Almost half the population of Toronto-immigrants and newcomers from elsewhere in Canada-has no cultural memory of our city’s beginnings. In a bid to fill this gap, Earliest Toronto, by Robert M. MacIntosh, tells the city’s story up to the War of 1812 and its aftermath.

Beginning with the dramatic conflicts in the aboriginal communities around Lake Ontario before the coming of the Europeans in the early seventeenth century, followed by two centuries of French exploration and settlement, the city’s early history will surprise many Torontonians.

Simcoe, the founder of the village of York in 1793, is often presented as a great administrator and military leader. In fact he was a poor manager with no attachment to Canada, and a vigorous advocate of English snobbery and class distinction. His chief concern was to gain preferment in London and to transplant the values of the British class system to the forest frontier.

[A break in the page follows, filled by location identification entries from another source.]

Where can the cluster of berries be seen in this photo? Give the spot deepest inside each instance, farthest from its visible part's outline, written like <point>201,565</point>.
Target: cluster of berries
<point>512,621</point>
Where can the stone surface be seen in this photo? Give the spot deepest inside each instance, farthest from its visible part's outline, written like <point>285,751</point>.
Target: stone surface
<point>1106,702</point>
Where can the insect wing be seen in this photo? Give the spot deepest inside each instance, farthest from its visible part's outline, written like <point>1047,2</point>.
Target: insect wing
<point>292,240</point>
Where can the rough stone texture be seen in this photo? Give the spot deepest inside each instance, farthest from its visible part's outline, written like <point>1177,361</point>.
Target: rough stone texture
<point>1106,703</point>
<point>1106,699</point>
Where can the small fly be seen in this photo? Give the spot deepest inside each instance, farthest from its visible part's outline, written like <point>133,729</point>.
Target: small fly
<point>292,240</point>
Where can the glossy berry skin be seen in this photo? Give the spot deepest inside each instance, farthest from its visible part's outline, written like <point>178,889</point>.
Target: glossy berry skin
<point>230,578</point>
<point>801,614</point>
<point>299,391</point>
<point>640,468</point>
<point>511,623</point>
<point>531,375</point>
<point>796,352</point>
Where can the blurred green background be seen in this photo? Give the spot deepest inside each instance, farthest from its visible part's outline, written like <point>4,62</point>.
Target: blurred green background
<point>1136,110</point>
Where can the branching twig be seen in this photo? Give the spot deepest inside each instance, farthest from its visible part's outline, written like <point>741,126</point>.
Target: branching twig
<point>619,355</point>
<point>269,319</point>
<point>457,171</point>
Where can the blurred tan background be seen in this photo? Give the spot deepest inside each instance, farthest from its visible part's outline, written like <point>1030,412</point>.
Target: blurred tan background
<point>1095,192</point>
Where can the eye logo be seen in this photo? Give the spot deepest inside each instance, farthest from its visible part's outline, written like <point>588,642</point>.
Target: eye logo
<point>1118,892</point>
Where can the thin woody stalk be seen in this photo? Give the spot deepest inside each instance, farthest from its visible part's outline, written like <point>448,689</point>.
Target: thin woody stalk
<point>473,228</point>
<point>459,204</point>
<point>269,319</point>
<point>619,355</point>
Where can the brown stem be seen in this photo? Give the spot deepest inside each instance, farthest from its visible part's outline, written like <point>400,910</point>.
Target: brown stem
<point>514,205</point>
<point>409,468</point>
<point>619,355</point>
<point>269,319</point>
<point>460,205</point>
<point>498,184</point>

Earliest Toronto makes a plausible case that the real founder of Toronto was William Berczy, a remarkably cultured and determined man who led an expedition of German immigrants to Markham in 1794, and who contributed significantly to the early development of the new settlement.

Later chapters focus on the people and events that shaped the early years of a struggling frontier community. One of the stories is about the sinking of the Speedy on Lake Ontario, and how it led to the building of The Grange, today one of Toronto’s oldest extant buildings and the birthplace of the Art Gallery of Ontario.